Network Construction


Networking is a group of system of interconnected people or things. Broadband network is a common term among existing network constructions system. Microwave transmission is commonly used for high quality point to point communication system. Highly recommended for wireless internet service providers. In telecommunication 4G is the fourth generation of cell phone communication standards.

It is a successor of the third generation 3G standards. As 4G provides mobile ultra-broadband internet access. Major telecommunications companies and most resellers have been rolling out to upgrade 4G. Optus, Vodafone, Telstra are common names. Network optimization still continuous for upgrading network system vastly.

Network Construction

Network construction is important for connectivity. It deals with managing server, not only essential for getting services online also offline based communication. It also ensures how smoothly one can get connected.

Networking confines with some terminology:

  • Connection
  • Packet
  • Network interface
  • LAN
  • WAN
  • Protocol
  • Port
  • Firewall
  • NAT
  • VPN

Connection:

In networking, a connection refers to pieces of related information that are transferred through a network. This generally infers that a connection is built before the data transfer (by following the procedures laid out in a protocol) and then is deconstructed at the at the end of the data transfer.

Packet:

A packet is, generally speaking, the most basic unit that is transferred over a network.

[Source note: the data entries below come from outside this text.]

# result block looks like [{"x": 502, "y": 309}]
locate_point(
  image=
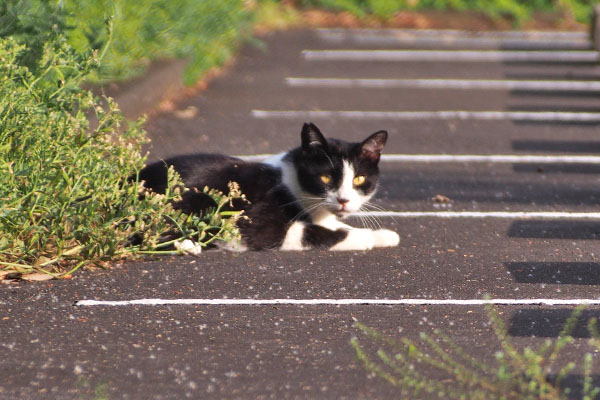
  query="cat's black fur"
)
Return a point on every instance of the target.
[{"x": 277, "y": 189}]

When communicating over a network, packets are the envelopes that carry data (in pieces) from one end point to the other.

Network Interface:

A network interface can refer to any kind of software interface to networking hardware. For instance, if you have two network cards in your computer, you can control and configure each network interface associated with them individually.

LAN:

LAN stands for “local area network”. It refers to a network or a portion of a network that is not publicly accessible to the greater internet. A home or office network is an example of a LAN.

WAN:

WAN stands for “wide area network”. It means a network that is much more extensive than a LAN. While WAN is the relevant term to use to describe large, dispersed networks in general, it is usually meant to mean the internet, as a whole.

Protocol:

A protocol is a set of rules and standards that basically define a language that devices can use to communicate. There are a great number of protocols in use extensively in networking, and they are often implemented in different layers.

Port:

A port is an address on a single machine that can be tied to a specific piece of software. It is not a physical interface or location, but it allows your server to be able to communicate using more than one application.

Firewall:

A firewall is a program that decides whether traffic coming into a server or going out should be allowed. A firewall usually works by creating rules for which type of traffic is acceptable on which ports. Generally, firewalls block ports that are not used by a specific application on a server.

NAT:

NAT stands for network address translation. It is a way to translate requests that are incoming into a routing server to the relevant devices or servers that it knows about in the LAN. This is usually implemented in physical LANs as a way to route requests through one IP address to the necessary backend servers.

VPN:

VPN stands for virtual private network. It is a means of connecting separate LANs through the internet, while maintaining privacy. This is used as a means of connecting remote systems as if they were on a local network, often for security reasons.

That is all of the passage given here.